Developing computer models of cardiovascular disease growth requires an organ-scale model of blood flow, a cell-scale model of cell biology, and a framework to couple these models. Such computer models could help predict cardiovascular disease by simulating spatial and temporal patterns of disease growth. To develop these models, we need a software infrastructure that integrates modeling techniques from multiple disciplines. This project will develop software for this purpose and will apply the software to the calcific aortic valve disease (CAVD) problem, which is prevalent in aging adults. The project will also help to understand the interaction between the fundamental biological and mechanical processes involved in CAVD. The project leverages existing resources at Northern Arizona University to perform outreach activities targeting underrepresented minority students in the region. The outcome of this study will contribute to advancing the national health and improving our scientific understanding of the interaction between different processes in cardiovascular disease.
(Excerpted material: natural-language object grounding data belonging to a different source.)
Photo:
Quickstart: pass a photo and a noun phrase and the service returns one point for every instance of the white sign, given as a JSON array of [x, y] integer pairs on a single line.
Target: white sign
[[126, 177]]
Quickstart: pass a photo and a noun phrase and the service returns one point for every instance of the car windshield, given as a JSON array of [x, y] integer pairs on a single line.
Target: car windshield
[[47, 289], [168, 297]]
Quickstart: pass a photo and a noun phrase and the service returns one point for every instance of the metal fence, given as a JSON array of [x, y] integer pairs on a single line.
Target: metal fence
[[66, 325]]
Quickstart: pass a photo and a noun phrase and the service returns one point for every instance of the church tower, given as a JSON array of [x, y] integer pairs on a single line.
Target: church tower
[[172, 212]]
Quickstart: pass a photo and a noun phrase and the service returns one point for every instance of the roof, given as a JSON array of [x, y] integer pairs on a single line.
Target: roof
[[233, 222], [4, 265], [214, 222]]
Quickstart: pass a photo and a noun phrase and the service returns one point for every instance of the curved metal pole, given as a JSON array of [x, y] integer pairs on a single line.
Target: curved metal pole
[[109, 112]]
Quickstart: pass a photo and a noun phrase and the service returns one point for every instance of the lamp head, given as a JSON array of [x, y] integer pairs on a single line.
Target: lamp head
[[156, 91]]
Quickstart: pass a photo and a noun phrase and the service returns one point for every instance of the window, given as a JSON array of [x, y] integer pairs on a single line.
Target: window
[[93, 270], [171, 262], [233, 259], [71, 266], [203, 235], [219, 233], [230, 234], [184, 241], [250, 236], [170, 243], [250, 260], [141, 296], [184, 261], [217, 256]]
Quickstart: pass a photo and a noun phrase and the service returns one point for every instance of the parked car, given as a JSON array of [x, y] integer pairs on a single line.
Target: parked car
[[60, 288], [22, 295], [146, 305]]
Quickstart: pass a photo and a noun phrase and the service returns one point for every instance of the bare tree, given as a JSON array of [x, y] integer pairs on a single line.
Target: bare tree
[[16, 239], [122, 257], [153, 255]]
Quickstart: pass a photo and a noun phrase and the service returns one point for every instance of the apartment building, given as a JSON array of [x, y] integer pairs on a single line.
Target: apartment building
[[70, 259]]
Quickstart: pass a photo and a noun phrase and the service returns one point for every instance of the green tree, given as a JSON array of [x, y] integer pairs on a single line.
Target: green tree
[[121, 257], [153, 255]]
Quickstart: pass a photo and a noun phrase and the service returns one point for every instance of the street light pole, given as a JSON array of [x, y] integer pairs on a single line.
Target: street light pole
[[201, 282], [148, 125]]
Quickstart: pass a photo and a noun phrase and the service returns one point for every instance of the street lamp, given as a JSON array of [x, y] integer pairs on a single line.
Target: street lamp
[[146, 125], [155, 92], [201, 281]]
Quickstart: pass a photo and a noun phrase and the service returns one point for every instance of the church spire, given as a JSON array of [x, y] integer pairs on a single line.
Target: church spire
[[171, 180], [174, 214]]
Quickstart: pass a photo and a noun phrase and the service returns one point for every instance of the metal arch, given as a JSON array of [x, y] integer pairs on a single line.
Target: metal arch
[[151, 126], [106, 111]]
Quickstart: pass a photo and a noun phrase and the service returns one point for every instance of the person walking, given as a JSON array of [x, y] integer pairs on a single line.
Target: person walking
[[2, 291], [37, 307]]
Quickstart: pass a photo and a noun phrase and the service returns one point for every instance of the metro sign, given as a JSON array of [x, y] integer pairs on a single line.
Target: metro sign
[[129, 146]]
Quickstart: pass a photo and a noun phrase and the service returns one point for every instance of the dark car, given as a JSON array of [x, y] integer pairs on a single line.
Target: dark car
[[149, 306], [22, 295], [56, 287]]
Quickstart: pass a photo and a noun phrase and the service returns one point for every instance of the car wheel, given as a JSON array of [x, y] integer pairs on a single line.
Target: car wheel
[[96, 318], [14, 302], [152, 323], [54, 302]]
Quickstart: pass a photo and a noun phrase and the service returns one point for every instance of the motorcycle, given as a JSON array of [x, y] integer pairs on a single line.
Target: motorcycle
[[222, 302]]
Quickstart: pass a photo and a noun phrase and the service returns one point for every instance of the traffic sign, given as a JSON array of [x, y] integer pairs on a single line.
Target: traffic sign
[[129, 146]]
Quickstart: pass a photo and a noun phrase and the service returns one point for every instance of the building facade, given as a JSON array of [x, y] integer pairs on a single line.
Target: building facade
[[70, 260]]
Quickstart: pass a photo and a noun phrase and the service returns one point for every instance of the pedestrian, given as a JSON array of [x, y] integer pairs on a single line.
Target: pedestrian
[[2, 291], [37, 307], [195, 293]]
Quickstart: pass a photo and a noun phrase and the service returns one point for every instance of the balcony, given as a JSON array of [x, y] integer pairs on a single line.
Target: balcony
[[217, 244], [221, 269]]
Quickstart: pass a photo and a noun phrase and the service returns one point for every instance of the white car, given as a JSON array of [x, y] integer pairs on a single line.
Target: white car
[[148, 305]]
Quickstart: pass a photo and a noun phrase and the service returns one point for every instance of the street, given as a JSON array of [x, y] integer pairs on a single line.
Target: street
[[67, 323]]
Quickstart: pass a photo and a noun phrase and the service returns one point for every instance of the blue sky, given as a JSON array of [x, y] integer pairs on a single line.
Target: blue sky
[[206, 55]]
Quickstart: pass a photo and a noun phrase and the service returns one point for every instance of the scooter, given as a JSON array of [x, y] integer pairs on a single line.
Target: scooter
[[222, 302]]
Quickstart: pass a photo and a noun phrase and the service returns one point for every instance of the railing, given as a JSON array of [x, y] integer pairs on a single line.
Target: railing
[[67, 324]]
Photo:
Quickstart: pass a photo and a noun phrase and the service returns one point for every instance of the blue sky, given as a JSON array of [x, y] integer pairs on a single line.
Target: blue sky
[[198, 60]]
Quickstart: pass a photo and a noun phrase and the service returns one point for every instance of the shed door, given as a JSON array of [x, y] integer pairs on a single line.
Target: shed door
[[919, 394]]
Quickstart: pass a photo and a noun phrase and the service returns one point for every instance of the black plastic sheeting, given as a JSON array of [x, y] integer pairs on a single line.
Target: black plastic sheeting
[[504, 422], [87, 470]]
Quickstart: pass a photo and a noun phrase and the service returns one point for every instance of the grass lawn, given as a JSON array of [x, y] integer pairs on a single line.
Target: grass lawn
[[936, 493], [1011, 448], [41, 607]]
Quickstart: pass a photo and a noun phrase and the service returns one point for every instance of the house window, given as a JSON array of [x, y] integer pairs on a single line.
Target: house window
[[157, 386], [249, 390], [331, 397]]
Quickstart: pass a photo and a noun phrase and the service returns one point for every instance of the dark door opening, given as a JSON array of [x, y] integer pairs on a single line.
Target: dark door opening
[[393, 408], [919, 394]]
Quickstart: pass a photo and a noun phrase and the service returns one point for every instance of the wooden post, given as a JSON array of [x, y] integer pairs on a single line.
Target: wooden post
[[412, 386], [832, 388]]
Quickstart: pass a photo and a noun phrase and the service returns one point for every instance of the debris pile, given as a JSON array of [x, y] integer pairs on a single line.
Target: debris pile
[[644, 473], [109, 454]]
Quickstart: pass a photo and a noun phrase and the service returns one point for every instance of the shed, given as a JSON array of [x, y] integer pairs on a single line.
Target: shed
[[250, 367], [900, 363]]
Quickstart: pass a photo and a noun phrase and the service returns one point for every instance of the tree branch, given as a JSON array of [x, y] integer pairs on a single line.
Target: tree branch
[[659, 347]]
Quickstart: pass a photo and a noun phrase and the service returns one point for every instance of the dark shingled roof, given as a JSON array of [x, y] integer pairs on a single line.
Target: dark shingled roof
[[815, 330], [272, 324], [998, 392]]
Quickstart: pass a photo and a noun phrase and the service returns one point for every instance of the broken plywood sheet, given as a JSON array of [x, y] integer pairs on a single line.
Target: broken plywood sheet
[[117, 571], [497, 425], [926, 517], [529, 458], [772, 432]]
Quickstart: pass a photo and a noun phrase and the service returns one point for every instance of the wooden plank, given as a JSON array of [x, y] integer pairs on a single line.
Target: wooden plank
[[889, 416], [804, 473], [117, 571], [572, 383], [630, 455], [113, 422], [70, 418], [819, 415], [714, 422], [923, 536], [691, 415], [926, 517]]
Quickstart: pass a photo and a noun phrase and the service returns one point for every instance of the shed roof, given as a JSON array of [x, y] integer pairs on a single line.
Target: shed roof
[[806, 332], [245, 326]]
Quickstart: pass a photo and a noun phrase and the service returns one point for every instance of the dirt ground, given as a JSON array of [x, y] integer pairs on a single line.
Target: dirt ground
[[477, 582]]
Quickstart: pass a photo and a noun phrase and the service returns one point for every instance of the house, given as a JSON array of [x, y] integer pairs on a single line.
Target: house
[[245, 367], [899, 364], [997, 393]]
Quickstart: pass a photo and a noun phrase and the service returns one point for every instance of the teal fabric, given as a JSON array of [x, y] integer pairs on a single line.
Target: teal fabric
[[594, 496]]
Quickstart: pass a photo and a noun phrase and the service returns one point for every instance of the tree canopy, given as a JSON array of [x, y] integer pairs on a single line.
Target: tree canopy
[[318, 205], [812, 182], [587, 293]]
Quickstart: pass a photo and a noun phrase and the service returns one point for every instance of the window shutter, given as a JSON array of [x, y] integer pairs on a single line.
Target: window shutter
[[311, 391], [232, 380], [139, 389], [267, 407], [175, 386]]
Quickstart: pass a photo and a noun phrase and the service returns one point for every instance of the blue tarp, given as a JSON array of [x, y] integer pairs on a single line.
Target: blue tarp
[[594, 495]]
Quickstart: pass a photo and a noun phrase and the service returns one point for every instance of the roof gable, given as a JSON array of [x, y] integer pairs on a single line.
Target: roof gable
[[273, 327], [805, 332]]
During the past two decades, significant advances have been made in the development of organ-scale patient-specific computational models of cardiovascular disease. These models often focus on a specific spatial and temporal scale and their goal is to quantify biomechanical biomarkers of cardiovascular disease growth. However, quantitative information about disease growth over long time scales is missing in these models. The goal of this project is to 1) Develop a software platform for multiscale two-way coupling between organ-scale biomechanics and cell-scale systems biology models. 2) Apply the computational framework to study the long-term spatial and temporal progression of CAVD. The organ-scale model will be based on continuum solid and fluid mechanics models, and the cell-scale model will be based on systems of differential equations. The developed software infrastructure could be applied to patient-specific data to model disease progression patterns. This will enable the development of transformative models that advance our knowledge of cardiovascular disease. The project will train highly interdisciplinary researchers at the interface of software development, biomechanics, and biology. Outreach activities will promote STEM participation by demonstrating the beauty of computer science and engineering blended and applied to biomedical applications.
This award reflects NSF's statutory mission and has been deemed worthy of support through evaluation using the Foundation's intellectual merit and broader impacts review criteria.